Photo courtesy of, Brian Bailey

The next day, Kyle had the entire motorcycle stripped down to a bare workable frame rolling frame. Kyle had been doing his home work, and talking a lot with me about what kind of performance and range he wants to achieve. This helps to prevent from purchasing and installing under performing parts that you will be disappointed with.

Kyle has purchased a D&D series wound motor and a 450-amp Kelly controller. To power this he has decided to use six, 12 volt, 50 Ah sealed lead acid batteries, making a 72 volt 3600Kw battery pack! The lower frame will have to be significantly modified to accept the batteries, but fabrication is his forte, so this should not be a problem.
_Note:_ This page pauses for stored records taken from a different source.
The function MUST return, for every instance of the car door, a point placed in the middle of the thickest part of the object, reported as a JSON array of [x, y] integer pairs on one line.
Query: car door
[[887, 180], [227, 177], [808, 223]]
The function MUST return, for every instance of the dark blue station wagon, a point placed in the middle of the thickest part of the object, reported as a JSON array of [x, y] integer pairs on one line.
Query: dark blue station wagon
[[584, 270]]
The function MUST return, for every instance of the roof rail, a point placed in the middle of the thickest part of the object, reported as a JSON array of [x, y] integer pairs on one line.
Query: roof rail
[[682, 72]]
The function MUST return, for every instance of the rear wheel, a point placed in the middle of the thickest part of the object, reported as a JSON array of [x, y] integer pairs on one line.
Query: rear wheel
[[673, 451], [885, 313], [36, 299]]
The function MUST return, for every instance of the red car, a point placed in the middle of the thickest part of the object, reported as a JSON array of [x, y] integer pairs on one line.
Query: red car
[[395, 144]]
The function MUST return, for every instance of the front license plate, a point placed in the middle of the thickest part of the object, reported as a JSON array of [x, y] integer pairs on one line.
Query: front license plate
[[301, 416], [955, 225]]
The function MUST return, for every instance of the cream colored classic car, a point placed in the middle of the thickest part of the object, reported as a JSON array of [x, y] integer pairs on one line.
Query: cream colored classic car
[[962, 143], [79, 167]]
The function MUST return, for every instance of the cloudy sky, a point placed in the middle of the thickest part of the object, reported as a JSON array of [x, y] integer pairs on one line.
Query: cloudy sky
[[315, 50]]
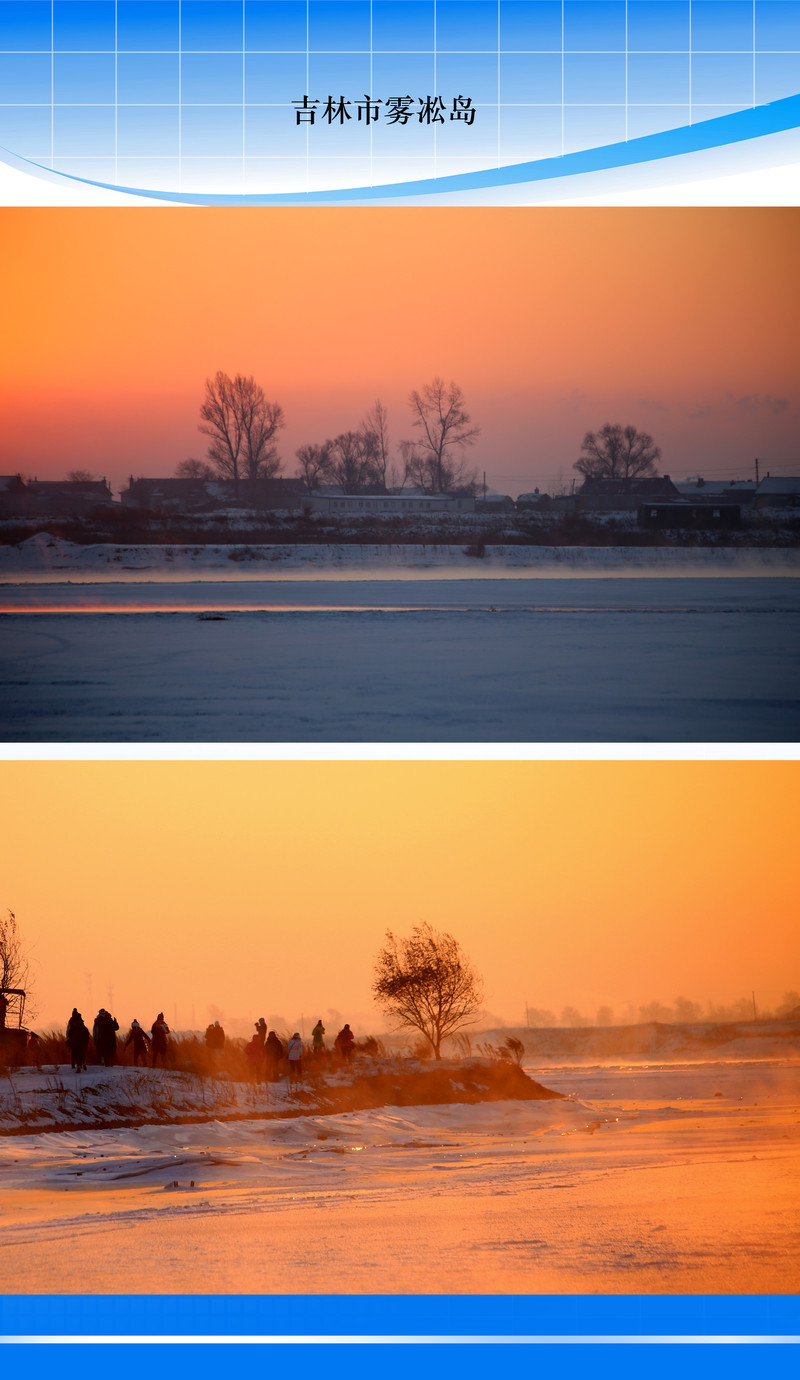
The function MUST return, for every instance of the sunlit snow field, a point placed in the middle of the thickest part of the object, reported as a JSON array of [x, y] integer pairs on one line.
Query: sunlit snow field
[[453, 658], [671, 1179]]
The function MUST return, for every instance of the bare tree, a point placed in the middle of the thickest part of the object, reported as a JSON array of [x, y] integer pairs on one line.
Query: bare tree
[[14, 962], [426, 983], [435, 460], [313, 464], [353, 460], [195, 469], [377, 427], [618, 453], [242, 427]]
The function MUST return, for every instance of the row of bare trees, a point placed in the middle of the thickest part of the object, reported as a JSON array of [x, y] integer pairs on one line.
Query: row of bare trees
[[242, 427]]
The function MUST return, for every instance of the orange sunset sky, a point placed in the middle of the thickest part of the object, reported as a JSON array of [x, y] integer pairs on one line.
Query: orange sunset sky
[[680, 322], [265, 888]]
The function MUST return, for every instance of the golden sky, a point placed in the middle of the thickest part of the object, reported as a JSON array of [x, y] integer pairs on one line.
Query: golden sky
[[679, 320], [266, 888]]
Photo courtesy of, Brian Bailey

Kyle has made substantial progress on the Katana, and should have it ready to ride well before the snow flies, I will keep updates on his conversion as major parts are installed.

July 11, 2010

E*speed update, Motor Re-Mount & Batteries Insatlled

Filed under: Uncategorized — tonyhelms @ 11:54 pm

Progress on the E*speed has increased because I have had more time lately to work on it, and the motorcycle is inches away from road testing.

I decided it would be a good idea to test the twin motor design on the motorcycle since I have no experience with linking two motor shafts together. The motors were powered with two 12 volt batteries supplying both motors with 24 volts, this proved to spin the motors very fast, and unfortunately with a severe vibration. Disappointed I started doing some diagnoses of what could be causing the vibration, I noticed if I used some long slide clamps to hold both motor plates together the vibration was decreased. I then saw that there was enough room to install two more 1/2″ threaded rods to help re-enforce the motor plates and hold them more rigidly.
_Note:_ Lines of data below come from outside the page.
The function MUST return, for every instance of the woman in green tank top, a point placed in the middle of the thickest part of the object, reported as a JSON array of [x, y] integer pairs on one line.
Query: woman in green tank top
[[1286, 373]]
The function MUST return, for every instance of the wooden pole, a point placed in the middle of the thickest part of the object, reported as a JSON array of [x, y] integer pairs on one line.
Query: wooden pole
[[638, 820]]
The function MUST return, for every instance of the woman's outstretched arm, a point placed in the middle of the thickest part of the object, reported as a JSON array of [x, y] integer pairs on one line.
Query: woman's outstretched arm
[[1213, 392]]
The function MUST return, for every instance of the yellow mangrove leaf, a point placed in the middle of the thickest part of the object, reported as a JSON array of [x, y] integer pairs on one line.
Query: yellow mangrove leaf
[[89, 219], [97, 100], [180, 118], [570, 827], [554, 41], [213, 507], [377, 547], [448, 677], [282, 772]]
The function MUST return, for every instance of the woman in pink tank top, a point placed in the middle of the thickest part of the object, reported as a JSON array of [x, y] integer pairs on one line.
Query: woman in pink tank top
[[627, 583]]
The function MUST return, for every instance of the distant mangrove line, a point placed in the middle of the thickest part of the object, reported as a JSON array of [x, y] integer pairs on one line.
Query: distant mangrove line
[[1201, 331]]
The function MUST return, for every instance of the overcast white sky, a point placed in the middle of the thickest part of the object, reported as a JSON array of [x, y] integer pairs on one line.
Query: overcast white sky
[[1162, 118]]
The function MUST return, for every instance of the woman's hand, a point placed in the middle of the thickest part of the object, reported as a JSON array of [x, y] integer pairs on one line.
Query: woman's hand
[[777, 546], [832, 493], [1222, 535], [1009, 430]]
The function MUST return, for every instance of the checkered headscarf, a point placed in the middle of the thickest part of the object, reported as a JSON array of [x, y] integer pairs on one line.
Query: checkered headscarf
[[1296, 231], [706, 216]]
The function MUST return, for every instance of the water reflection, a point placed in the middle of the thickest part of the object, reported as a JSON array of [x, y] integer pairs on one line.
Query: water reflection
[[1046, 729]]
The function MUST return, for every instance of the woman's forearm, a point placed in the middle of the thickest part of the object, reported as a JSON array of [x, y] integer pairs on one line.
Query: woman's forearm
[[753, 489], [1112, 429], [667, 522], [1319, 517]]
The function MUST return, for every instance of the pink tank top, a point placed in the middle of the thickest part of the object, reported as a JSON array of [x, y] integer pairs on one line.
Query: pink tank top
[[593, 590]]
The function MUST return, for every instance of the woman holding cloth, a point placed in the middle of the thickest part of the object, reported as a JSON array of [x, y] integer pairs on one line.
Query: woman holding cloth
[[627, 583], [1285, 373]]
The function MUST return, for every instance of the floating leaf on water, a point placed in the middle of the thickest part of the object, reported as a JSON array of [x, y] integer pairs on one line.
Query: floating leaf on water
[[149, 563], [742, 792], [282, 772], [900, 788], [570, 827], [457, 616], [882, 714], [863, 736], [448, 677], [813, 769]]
I then re-tested the new motor plate design with re-enforcements and was very pleased with to feel no vibrations what so ever.
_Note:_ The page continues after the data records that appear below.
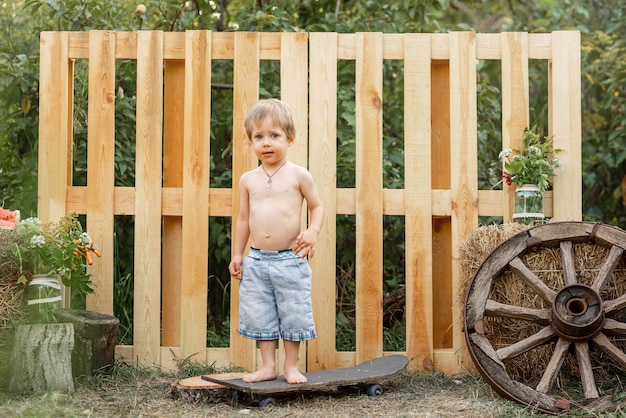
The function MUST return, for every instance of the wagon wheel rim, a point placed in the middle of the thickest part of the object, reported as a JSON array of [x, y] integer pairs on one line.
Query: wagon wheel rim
[[575, 317]]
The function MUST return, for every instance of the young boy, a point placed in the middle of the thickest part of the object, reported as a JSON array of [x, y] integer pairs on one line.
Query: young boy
[[275, 289]]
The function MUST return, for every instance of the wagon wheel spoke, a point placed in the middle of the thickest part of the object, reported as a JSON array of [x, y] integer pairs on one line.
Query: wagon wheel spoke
[[614, 328], [543, 336], [518, 267], [615, 304], [571, 313], [609, 348], [497, 309], [586, 372], [554, 366], [569, 266], [607, 268]]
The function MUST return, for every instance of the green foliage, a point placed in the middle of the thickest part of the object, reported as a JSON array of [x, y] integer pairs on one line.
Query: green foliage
[[55, 248], [601, 23], [533, 163]]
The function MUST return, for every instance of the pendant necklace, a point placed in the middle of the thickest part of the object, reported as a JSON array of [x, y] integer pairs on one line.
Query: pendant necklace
[[269, 178]]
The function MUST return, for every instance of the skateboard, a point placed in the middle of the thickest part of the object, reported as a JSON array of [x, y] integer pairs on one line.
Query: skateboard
[[368, 375]]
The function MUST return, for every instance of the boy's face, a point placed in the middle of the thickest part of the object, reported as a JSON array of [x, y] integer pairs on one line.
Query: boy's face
[[270, 142]]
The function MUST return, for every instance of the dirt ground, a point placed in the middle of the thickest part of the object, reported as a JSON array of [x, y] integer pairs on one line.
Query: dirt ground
[[408, 395]]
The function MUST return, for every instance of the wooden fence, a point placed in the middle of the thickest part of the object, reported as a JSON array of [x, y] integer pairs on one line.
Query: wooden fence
[[171, 199]]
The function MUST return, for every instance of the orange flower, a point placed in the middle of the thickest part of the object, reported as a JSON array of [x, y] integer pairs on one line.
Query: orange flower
[[9, 218]]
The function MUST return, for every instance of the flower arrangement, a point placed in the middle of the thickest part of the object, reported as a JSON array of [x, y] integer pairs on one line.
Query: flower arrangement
[[533, 163], [56, 248]]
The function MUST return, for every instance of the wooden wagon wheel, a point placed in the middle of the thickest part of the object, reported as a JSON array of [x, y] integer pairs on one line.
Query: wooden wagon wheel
[[573, 318]]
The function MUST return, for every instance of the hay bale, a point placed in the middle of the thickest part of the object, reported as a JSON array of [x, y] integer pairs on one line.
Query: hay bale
[[12, 300], [508, 288]]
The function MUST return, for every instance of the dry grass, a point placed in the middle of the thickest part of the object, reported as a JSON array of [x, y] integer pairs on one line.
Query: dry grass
[[508, 288], [147, 393]]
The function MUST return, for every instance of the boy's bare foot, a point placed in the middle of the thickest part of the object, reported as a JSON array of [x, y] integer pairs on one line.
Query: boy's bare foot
[[260, 375], [293, 375]]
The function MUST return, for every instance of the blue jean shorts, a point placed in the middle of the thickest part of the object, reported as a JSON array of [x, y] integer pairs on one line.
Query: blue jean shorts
[[275, 297]]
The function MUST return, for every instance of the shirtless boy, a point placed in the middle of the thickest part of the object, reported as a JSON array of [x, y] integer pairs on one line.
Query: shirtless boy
[[275, 289]]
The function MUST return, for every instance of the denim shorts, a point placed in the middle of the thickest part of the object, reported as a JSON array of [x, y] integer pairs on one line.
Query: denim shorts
[[275, 297]]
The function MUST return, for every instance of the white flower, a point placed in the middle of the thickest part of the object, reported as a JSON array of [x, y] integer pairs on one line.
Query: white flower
[[505, 153], [37, 241]]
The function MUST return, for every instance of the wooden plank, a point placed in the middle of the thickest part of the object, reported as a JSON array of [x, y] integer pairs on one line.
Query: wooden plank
[[55, 130], [54, 125], [149, 134], [566, 124], [294, 72], [463, 161], [194, 266], [245, 95], [418, 202], [173, 145], [515, 103], [101, 164], [440, 180], [323, 167], [369, 228], [487, 46]]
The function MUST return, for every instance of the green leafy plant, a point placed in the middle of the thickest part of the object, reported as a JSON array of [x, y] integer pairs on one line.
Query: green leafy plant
[[533, 163], [55, 248]]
Next was the challenge to fit all of my 24 LiFePo cells back in the motorcycle. There are a couple of goals I have when designing any battery rack.

-Keep the cell terminals close for ease of wiring and prevent lengthy power wires.

-Make the rack simple, with the least of complication to save weight.

-Bolt, do not weld, the rack to the frame, for future battery up-grades.

-Make the rack very sturdy, with a flat bottom so you can jack up on the bottom of your motorcycle for service.

-Make sure the cells can be easily removed for service or replacement.

If you can manage to incorporate all of these attributes into your battery rack you will be very pleased when it comes time to perform repair or service on your motorcycle.

I always start by holding all the batteries in place with a wood board and jack to prove that all the batteries can physically fit and still be removed.

I then got the bottom part sized and welded together.

Then I keep installing and removing the batteries to make sure the new parts I weld on will not interfere and fit properly.

After the battery rack is made, be sure to cross brace the rack where possible, this will make it much stronger very rigid.

When the battery rack is complete, be sure to properly strap the batteries down, to ensure they are very secure. You would not want them coming loose in a turn, or possibly an accident.

Road testing for the E*speed is coming quick, I will post video of the first drives.